その時流行っていたバトロワの金字塔ともいえるゲームの配信が拡散されて、一気に平均同接は100以上にまで跳ね上がり、じわじわと人の目につくことが多くなってきたことを覚えているし、あの時は本当に嬉しかった。


「昔のほうが良かったにゃ?」

「……うん。最初は配信の仕方とか設定覚えるだけでも大変で、二人でネットの記事とか見てあーだこーだ言い合って、やっと設定出来たと思ったら音がズレてたりして、コラボだってリスナーさんに楽しんでもらえるように百合っぽい配信してみたりして」

「あー、あったにゃね」


百合営業をしてみたこともあった。

もうほとんどの人は知らないだろうけど、#狗猫らぶ、なんてタグで毎日イチャイチャしてる様子をツイートンにアップしていたこともあった。


「ずっと模索して結局ほとんど上手くいかなかったけど、それでいいなって思ってたんだ。伸びなくてもこのまま雫と楽しめたらいいなって」

「でも伸びなかったらそのままVTuber辞めることになってたかもしれないにゃよ?」

「うん。だからそこが私と雫の違うとこなんだ」

「どういうことにゃ?」


沙雪ちゃんが意を決したように私の隣に座る。

なんだか、その表情を見てはいけない気がして、私は俯きがちに沙雪ちゃんの言葉を待った。

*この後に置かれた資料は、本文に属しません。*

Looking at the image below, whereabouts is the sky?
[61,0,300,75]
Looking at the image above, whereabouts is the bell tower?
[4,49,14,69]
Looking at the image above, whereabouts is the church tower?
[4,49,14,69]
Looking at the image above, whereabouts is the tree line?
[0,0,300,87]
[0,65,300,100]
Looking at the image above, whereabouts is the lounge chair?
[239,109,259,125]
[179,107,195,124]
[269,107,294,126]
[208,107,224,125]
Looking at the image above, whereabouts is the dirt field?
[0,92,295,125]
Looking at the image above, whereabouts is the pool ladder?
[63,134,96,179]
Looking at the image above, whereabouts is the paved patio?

「人によって色々なモチベーションがあると思うんだけど、私にとってそれは『楽しさ』だけなんだ。でもそんな楽しさをあまり余って帳消しにしちゃうのが今の環境と今の精神状況なの。こればかりは雫にはわからないでしょ?」


「……うん」


コメントや反応、視聴回数、高評価、切り抜き、ゲーム。

VTuberをしているなかで、私のモチベになっているものは多い。

それが一つだけ、というのはよく分からなくて、私は沙雪ちゃんの言葉を聞くことしかできない。

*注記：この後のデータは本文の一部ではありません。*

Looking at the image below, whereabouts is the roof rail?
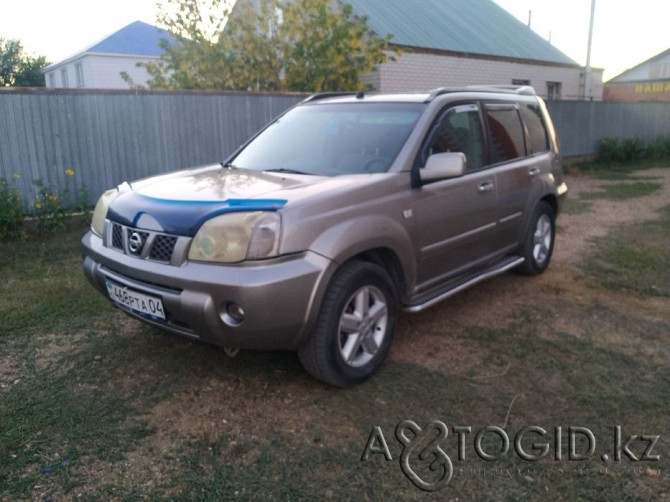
[427,85,536,101]
[300,91,360,104]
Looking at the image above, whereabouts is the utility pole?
[584,0,596,100]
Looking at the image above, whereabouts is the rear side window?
[486,105,526,164]
[521,103,549,153]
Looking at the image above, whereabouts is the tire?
[298,261,398,387]
[517,201,556,275]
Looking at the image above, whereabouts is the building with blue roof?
[42,21,174,89]
[338,0,602,99]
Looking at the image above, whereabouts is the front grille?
[149,235,177,261]
[107,222,184,263]
[112,224,123,249]
[126,228,149,256]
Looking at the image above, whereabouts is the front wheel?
[518,201,556,275]
[298,261,397,387]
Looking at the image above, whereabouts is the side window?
[423,104,484,171]
[521,104,549,153]
[486,105,526,164]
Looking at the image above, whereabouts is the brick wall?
[370,52,602,100]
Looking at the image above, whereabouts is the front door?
[413,103,497,292]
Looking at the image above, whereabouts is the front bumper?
[82,232,334,350]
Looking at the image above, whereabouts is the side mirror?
[419,152,466,183]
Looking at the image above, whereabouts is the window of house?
[486,105,526,164]
[547,82,561,99]
[74,63,84,87]
[60,68,70,87]
[423,104,484,171]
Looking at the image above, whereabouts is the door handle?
[477,181,493,193]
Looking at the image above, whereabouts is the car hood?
[107,164,352,236]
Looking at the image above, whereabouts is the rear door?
[484,102,547,253]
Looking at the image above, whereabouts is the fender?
[310,215,417,296]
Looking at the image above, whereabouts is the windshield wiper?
[263,167,314,176]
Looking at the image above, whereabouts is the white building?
[346,0,603,100]
[42,21,173,89]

「私はさ、VTuberに向いてないんだよ。リスナーの声すら聞くことができないからね。それで開き直れたらよかったんだけど私の性格知ってるでしょ?責め続けて、結局こうなった。辞めるのが一番なの。私のためにも、箱のためにも」


「そんなこと」


ないとは言えなかった。その否定は沙雪ちゃん自身を否定してしまうことになる気がして。


「でも、雫は辞めさせたくないんでしょ?」

「うん、私は……沙雪ちゃんに辞めてほしくない」


小さな声で呟く。

そんな答えに沙雪ちゃんは「うん」と小さく呟いて、立ち上がった。


「でも、それってさ、私のため?それとも自分のため?」

「それってどういう……」

言葉に首を傾げるも、沙雪ちゃんは何も答えてはくれない。


「一回考えてみて。また、答えが出たら教えてほしいな」


沙雪ちゃんはそう言って、また小さく笑った。